К.Л.: Я не думаю, что рабочие группы играют такую уж важную роль. Я считаю, что «перезагрузка» помогла внешней политике США, сделав из России более крупного партнера. Конечно, вопрос в том, стоят ли того сделанные уступки, но когда я и Эллен общались с российскими официальными лицами, у них было представление о том, что напряженность в отношениях между Соединенными Штатами и Россией значительно меньше, чем при администрации Буша. Думаю, администрация Обамы во многом извлекает из этого выгоду – в случае с Ираном или Ливией, когда Россия не стала накладывать вето на военную операцию западной коалиции.

В.Л.: А эта история, о которой вы, кстати, писали, когда Путин назвал операцию в Ливии крестовым подходом, а Медведев сказал, что нельзя так говорить, – насколько она важна?

К.Л.: Ну, это так сложно узнать – что происходит между Путиным и Медведевым, сколько в этом спонтанного, а сколько продуманного заранее. Это черный ящик, это просто невозможно узнать.

В.Л.: За то время, что вы находитесь в России, гражданское общество стало более активным или осталось прежним?

К.Л.: Думаю, оно особо не изменилось. На мой взгляд, у гражданского общества в России есть фундаментальная проблема – оно не вовлекает молодое поколение.

Э.Б.: Меняется пространство Интернета, я чувствую, как оно изменилось только за последние несколько лет, и это очень заметно. Перерастет ли эта активность в конкретные действия, для меня неясно, но это очень интересно.

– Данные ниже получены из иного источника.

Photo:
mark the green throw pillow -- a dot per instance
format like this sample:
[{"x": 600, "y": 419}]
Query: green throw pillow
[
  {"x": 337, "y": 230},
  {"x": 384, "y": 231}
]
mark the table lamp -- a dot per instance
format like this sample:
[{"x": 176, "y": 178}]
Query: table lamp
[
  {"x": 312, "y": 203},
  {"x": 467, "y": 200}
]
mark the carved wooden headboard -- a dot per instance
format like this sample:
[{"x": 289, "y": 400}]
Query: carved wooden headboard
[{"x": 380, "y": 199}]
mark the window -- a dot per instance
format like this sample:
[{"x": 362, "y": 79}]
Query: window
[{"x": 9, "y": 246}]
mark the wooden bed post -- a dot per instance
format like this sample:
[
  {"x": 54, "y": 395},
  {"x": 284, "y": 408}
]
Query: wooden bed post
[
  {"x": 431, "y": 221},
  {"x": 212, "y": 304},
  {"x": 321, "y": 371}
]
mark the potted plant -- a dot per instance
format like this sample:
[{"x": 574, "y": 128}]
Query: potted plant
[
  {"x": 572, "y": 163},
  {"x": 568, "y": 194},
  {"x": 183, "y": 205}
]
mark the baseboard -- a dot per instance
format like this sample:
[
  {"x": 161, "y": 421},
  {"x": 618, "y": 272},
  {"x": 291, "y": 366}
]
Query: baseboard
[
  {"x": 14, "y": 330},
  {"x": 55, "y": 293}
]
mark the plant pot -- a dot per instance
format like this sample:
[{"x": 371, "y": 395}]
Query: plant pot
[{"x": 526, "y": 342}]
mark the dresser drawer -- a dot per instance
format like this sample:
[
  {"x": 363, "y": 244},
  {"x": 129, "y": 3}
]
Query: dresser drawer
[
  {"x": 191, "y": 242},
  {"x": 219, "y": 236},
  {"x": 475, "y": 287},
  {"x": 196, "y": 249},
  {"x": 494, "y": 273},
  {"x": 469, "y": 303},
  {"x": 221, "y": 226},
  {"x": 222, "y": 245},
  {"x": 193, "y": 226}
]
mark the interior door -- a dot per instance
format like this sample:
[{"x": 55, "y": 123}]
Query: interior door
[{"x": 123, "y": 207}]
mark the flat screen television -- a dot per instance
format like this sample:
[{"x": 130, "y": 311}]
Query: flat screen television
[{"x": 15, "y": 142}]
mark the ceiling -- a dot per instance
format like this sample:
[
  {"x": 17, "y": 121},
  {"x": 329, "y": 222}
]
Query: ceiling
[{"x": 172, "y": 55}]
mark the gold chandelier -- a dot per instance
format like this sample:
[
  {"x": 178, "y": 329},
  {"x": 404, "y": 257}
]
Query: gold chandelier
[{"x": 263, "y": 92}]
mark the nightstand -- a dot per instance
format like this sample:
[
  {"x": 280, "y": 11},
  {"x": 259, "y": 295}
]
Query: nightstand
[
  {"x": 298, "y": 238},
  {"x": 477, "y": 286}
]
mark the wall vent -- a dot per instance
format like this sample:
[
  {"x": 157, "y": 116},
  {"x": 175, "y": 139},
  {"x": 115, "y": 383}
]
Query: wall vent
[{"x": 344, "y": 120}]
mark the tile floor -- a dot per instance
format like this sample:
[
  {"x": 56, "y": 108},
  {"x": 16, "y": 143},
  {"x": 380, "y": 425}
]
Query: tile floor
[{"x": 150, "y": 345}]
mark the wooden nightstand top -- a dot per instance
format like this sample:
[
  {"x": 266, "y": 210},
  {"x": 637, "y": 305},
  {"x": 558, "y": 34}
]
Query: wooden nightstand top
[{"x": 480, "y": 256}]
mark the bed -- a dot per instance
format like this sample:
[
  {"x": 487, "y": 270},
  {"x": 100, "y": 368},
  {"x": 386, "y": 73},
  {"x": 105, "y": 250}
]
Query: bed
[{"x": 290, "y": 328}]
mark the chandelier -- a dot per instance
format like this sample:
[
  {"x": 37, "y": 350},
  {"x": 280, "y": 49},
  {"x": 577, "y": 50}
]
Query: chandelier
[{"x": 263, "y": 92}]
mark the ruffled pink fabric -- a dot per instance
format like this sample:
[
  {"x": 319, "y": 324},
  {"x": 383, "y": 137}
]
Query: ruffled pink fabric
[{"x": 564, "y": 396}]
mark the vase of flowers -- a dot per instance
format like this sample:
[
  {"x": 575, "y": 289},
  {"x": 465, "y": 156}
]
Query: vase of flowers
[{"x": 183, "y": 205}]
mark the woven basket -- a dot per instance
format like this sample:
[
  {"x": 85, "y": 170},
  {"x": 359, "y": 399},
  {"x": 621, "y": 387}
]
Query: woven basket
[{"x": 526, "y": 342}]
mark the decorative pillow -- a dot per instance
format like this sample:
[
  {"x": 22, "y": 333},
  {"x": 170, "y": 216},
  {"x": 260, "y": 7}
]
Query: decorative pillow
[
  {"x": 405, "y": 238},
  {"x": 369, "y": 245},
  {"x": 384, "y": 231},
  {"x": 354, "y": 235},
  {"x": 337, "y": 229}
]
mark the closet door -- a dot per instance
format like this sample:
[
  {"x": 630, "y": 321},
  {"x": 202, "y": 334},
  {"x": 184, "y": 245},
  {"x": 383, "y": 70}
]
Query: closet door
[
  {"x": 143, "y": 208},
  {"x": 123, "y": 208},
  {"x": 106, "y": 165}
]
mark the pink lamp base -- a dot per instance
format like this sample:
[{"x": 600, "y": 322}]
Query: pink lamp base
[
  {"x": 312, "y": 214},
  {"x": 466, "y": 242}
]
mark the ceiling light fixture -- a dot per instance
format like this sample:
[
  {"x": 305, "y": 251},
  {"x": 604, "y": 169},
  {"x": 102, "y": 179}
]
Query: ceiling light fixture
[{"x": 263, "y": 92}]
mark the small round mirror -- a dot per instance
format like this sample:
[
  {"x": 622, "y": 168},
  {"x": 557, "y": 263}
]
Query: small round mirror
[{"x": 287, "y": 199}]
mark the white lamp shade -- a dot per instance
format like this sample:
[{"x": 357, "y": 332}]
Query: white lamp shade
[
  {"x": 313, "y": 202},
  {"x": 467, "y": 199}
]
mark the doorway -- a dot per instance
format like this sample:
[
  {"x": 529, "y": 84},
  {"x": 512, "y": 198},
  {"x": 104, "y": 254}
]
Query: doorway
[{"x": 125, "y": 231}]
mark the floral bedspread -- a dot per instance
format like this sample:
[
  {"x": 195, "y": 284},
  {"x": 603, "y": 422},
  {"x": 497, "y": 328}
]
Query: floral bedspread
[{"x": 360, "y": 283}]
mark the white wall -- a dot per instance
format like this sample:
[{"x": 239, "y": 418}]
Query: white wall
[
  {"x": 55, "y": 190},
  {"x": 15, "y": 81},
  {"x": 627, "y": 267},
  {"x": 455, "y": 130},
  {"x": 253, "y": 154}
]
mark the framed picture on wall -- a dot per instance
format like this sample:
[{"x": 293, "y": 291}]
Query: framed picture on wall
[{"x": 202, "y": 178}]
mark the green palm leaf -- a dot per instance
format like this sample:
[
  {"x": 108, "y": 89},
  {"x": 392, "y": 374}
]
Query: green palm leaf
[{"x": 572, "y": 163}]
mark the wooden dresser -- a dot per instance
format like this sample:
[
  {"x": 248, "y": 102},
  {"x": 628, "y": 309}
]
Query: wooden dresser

В.Л.: Вам не кажется, что мы слишком много надежд возлагаем на Интернет, что он не всемогущ, тем более что на него периодически нападают – будь то словесные или кибератаки против Skype, Gmail и так далее? Вы думаете, Интернет способен надавить на власть?

К.Л.: Я – нет.

В.Л.: Просто многие ведь сравнивают Россию с Тунисом, Египтом.

К.Л.: Я думаю, с этим сравнением несколько проблем. Российские власти гораздо сообразительнее, чем на Ближнем Востоке. Российские власти очень большое внимание уделяют народным волнениям и делают так, чтобы их не было. Кроме того, население здесь намного старше, чем на Ближнем Востоке, здесь нет стольких отважных молодых людей, которые там играют такую важную роль. Почему-то [российская] оппозиция не смогла вызвать резонанс среди молодежи в России.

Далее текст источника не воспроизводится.